John Stott RIP

The Rev John Stott has died. To many reading this, that may not mean much, but John Stott was had a phenomenal influence on the church and it would be wrong not to mark his passing.

Stott was, for almost all of his ministry, connected with All Souls, Langham Place in London. He was first its curate and then its rector and will be remembered there as a great preacher, whose expository sermons helped to build up that congregation into a powerhouse of the modern Evangelical movement.

People are sometimes surprised at the diversity that is found within Anglicanism. John Stott was one of those who can be credited with keeping it so. It was he who argued convincingly over and against other voices who called for the Evangelicals within the various churches to leave and group together. Though he kept Evangelicals within Anglicanism he also was one of the primary hands behind the Laussanne Covenant, a totemic doctrinal document of the wider Evangelical Movement. That document would have been the kind of thing that all kinds of churches, networks and structures that I once belonged to looked to for inspiration and to codify a certain set of beliefs which would then be held as definitive touchstone of orthodoxy. As I look at it now it looks more like a collection of the things that John Stott might have wished had been in the classic creeds of the historical church but oddly could not find present there.

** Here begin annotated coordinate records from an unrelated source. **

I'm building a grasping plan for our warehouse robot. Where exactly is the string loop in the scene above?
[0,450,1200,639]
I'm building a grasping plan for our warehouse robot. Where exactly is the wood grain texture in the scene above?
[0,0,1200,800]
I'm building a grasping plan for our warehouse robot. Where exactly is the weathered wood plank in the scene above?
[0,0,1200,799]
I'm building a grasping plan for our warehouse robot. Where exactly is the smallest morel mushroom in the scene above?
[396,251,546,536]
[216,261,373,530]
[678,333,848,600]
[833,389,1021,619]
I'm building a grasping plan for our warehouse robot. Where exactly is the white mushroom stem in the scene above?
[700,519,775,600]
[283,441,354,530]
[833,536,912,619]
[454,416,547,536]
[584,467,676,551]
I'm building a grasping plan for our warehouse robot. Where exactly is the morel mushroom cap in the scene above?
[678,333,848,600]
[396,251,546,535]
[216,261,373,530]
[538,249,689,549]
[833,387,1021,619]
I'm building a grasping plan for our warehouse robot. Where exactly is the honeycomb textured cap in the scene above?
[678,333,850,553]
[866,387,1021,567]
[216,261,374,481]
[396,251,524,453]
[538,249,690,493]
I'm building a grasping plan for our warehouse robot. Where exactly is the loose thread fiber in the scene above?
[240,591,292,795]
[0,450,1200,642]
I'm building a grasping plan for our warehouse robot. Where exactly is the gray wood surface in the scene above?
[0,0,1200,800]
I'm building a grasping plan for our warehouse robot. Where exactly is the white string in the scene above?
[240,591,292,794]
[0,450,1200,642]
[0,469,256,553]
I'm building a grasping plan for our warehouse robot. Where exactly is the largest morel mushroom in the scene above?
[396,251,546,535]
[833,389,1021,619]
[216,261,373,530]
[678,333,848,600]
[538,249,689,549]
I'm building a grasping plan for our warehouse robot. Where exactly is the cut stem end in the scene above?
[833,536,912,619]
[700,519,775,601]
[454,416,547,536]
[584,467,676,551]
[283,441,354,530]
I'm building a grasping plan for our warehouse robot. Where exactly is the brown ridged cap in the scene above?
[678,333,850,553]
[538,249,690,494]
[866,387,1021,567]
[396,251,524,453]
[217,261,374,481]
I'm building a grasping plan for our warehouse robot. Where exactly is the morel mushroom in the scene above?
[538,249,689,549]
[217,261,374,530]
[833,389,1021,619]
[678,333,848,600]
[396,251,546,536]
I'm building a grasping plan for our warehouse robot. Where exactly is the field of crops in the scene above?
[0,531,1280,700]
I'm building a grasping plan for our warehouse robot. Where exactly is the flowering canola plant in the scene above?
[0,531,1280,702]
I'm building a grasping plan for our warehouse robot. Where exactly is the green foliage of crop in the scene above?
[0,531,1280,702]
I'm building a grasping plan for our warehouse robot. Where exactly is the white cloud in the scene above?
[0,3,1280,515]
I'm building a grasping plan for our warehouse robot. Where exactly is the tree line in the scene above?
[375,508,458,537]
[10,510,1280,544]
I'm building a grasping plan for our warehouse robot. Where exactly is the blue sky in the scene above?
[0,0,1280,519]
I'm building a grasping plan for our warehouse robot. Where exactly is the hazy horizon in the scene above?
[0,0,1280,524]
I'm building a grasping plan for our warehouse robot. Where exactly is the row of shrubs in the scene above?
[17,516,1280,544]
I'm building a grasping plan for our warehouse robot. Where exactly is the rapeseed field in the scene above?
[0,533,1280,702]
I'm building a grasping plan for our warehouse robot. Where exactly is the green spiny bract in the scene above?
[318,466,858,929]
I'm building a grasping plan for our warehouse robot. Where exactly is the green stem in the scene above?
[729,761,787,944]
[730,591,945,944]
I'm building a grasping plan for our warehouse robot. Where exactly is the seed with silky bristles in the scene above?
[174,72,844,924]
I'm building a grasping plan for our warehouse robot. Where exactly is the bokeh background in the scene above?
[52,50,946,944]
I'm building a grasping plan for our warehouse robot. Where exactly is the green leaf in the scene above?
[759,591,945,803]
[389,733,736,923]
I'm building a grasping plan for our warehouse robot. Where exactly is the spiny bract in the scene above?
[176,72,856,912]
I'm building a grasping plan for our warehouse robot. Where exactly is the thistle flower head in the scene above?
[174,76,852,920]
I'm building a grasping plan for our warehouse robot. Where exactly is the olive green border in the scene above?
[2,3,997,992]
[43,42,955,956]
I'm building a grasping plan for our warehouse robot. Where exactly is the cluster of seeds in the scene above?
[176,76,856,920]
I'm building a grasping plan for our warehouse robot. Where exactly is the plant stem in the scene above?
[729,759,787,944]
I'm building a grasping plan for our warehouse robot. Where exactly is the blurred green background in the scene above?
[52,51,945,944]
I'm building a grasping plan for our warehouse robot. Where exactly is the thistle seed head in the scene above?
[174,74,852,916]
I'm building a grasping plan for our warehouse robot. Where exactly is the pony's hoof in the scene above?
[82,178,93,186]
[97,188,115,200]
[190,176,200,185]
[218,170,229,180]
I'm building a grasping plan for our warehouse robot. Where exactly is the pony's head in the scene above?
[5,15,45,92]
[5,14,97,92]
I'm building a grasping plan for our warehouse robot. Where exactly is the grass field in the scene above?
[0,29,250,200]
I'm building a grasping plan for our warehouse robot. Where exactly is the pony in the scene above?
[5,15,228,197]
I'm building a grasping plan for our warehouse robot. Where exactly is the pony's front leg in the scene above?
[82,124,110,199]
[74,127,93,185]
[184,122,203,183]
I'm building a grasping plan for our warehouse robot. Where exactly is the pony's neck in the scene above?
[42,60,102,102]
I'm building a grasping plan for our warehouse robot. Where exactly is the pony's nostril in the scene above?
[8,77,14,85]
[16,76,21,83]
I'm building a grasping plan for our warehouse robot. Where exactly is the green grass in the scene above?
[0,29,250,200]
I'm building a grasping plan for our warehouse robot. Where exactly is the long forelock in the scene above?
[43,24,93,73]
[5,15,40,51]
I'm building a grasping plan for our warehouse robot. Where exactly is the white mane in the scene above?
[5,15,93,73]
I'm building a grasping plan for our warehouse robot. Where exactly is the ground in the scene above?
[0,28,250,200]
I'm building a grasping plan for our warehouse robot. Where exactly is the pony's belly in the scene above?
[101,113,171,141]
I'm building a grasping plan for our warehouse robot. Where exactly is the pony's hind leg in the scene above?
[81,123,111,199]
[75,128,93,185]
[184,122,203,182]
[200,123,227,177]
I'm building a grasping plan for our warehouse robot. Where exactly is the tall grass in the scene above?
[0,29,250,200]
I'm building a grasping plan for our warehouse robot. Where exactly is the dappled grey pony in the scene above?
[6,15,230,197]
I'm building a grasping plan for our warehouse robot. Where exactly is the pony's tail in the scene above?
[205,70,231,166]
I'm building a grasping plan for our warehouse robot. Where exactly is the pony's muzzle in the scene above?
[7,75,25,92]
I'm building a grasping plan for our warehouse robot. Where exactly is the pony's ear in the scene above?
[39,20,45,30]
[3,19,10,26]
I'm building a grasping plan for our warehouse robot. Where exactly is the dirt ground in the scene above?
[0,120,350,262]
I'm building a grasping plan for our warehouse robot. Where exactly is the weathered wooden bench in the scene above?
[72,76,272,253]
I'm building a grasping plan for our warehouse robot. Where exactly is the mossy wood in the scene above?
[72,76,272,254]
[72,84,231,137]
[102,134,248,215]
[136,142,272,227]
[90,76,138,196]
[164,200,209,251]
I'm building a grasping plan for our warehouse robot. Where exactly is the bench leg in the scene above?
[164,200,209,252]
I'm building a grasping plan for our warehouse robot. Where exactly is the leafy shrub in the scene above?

So influential was John Stott that it was sometimes said that if the Evangelicals had a papacy they would elect John Stott as Pope. In marking his passing I would want to acknowledge that stature but also to remember the consequences of the use to which he put his phenomenal intellect. Already I’ve seen posts on twitter from people remembering the real and lasting harm done to them by reading John Stott’s writings about human sexuality and from engaging with churches which followed his teaching.

His legacy is churches planted. Souls won. Thousands of preachers whose sermons benefited from his considerable intelligence. And his legacy is untold torment for who knows how many thousands. He should be remembered for all his successes, all his good intentions and yet also for the misery of ministries thwarted by those who followed his teaching on the “headship” of women and the impossibility of a Christian being in a loving, physical, faithful gay relationship.

And yet, I’ve no doubt at all whilst thinking about him, that John Stott was motivated in his own way by an intense compassion, a love of God and a desire to be faithful to what he found in Scripture. He (and even more so his disciples) were the architects of a Christianity which believed itself to be utterly right and the only way to God. Such hubris will increasingly seem ever more anachronistic to many. And ever more relevant, right and true to others.

And therein lies a very great deal of our contemporary troubles in the church.

Notwithstanding all that, John Stott was rational, intelligent and one of God’s most gifted children.

May he rest in peace. And rise in glory. (And face one or two surprises).


  1. Amen.

    The ironic thing is that, between his commonsensical annihalationism and personal celibacy (instead of heterosexual marriage), a modern Stott wouldn’t last 5 minutes in the Driscoll-bound sewers of contemporary evangelicalism.

    But, as you say, RIP.

  2. I am reminded of the legacy of Francis Schaeffer.

    A brave and insightful post.

  3. Derek Buchanan says

    I remember a truly inspirational sermon he gave at St Devenicks, Bieldside, Aberdeen, about 30 years ago. Lasted about an hour, with a comfort break in the middle!